ヴィスタリア帝国の花嫁 〜婚約破棄された小国の公爵令嬢は帝国の皇子に溺愛される〜
――そもそも、ヴィスタリア帝国はこの大陸の東半分を支配する大国である。
西の果てにあるここスフィア王国とは全く交流がないが、大陸の半分を制する国なだけあって、その噂は嫌でも耳に入ってくる。
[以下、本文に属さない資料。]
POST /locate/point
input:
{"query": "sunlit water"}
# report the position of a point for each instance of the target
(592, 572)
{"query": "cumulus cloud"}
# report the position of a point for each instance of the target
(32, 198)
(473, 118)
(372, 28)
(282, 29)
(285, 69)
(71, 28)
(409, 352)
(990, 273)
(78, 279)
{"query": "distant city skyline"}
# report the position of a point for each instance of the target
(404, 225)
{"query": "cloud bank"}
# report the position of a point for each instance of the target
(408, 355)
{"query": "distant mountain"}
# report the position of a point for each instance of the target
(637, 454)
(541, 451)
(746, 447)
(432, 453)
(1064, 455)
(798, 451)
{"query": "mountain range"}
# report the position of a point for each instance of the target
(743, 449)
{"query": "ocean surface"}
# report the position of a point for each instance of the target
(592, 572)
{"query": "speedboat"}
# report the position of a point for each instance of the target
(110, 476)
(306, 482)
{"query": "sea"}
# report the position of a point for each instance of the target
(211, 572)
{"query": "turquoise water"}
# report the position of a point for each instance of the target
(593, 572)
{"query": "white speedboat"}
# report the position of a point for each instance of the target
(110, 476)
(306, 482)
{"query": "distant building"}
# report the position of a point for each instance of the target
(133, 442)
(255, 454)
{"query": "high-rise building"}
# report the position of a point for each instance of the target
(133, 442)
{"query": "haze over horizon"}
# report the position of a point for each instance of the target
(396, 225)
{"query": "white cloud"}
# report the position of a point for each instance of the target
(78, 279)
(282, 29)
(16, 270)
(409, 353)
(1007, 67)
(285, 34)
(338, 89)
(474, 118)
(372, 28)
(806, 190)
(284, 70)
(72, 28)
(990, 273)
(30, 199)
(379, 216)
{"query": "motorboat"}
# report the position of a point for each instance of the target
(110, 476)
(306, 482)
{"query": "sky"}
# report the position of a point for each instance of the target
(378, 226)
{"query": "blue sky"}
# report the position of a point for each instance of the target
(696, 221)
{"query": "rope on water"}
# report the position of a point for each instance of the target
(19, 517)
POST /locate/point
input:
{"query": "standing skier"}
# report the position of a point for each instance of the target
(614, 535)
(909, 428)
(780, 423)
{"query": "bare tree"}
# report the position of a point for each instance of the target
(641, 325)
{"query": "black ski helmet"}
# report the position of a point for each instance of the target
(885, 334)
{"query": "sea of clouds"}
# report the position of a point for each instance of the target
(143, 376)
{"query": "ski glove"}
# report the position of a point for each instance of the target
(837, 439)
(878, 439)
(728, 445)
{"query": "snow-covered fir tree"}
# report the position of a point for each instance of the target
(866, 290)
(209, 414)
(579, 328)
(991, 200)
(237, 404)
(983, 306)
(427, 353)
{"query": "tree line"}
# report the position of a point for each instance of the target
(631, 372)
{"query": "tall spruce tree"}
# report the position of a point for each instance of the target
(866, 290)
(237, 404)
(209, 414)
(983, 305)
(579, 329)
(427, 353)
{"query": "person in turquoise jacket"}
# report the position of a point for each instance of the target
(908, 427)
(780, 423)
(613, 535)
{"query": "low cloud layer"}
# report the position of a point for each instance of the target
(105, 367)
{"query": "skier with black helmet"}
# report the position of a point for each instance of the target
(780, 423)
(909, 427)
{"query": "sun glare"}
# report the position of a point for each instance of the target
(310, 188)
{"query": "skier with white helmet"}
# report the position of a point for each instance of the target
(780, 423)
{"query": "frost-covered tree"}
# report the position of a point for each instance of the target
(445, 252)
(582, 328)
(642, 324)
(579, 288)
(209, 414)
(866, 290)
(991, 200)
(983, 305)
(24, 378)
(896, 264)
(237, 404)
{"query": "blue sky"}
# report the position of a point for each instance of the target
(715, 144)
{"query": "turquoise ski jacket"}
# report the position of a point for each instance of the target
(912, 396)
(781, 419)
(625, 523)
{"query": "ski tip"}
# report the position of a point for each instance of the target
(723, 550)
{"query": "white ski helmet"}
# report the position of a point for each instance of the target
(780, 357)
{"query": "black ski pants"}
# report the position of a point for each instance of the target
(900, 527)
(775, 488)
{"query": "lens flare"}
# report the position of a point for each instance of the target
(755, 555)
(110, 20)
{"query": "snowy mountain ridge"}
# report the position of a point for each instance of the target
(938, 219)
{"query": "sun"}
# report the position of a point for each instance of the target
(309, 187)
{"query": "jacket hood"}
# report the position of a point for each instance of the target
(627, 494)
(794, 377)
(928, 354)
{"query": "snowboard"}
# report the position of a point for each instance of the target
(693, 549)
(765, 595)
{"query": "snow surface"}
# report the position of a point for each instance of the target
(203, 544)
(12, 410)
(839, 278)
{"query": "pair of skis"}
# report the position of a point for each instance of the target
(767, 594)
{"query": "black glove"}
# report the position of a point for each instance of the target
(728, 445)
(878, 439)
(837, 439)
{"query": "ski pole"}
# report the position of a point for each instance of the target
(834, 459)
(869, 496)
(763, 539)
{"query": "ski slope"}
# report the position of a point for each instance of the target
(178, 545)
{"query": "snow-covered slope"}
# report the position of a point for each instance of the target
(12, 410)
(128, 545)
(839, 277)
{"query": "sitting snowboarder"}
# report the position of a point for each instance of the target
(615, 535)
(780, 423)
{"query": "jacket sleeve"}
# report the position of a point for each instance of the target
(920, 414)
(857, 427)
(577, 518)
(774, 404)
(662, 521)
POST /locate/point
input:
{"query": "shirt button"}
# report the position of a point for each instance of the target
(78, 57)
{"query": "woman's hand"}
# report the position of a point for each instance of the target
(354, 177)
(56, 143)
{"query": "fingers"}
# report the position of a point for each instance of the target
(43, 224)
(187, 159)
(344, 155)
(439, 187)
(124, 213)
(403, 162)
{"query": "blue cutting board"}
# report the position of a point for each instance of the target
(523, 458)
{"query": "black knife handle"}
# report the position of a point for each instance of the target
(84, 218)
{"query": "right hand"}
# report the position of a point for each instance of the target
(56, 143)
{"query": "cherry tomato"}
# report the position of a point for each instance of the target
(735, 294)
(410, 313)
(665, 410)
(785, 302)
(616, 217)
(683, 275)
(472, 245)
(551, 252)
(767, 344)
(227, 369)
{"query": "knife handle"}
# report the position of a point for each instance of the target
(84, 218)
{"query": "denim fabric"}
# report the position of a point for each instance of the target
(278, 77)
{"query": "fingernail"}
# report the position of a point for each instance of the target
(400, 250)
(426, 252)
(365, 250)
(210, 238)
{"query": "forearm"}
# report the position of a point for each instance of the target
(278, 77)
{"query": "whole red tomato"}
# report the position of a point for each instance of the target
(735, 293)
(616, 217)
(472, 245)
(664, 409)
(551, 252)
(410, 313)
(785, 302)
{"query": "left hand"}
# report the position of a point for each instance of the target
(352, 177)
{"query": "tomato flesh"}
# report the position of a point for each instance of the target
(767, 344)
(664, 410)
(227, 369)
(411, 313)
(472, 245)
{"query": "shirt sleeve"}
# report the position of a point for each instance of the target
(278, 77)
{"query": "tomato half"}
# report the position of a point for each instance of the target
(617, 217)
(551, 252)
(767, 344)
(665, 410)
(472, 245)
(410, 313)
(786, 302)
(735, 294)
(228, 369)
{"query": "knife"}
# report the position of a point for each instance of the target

政治、経済、そして武力。そのどれもが圧倒的で、今や帝国に逆らう国はない。
現皇帝は先帝に比べ平和的な政策を行うそうだが、それが可能なのは強大な常備軍を保有しているが故だ。
その軍隊の総指揮を取るのが、今年二十二歳を迎える第三皇子のアレクシス。
皇子でありながら前線に立ち、自ら剣で戦うことを好む。逆らう者は即打ち首。――そういう思想の男だと専らの噂だ。
成人した他の皇子たちは皆結婚しているにも関わらずアレクシスだけが未婚なのは、今までの婚約者を皆切り殺してしまったからだとも言われている。
(そんな方のところに……わたしが?)
エリスの背中に、じんわりと汗が浮かんだ。
心臓の音が煩い。――嫌だ、怖い。行きたくない。そう思った。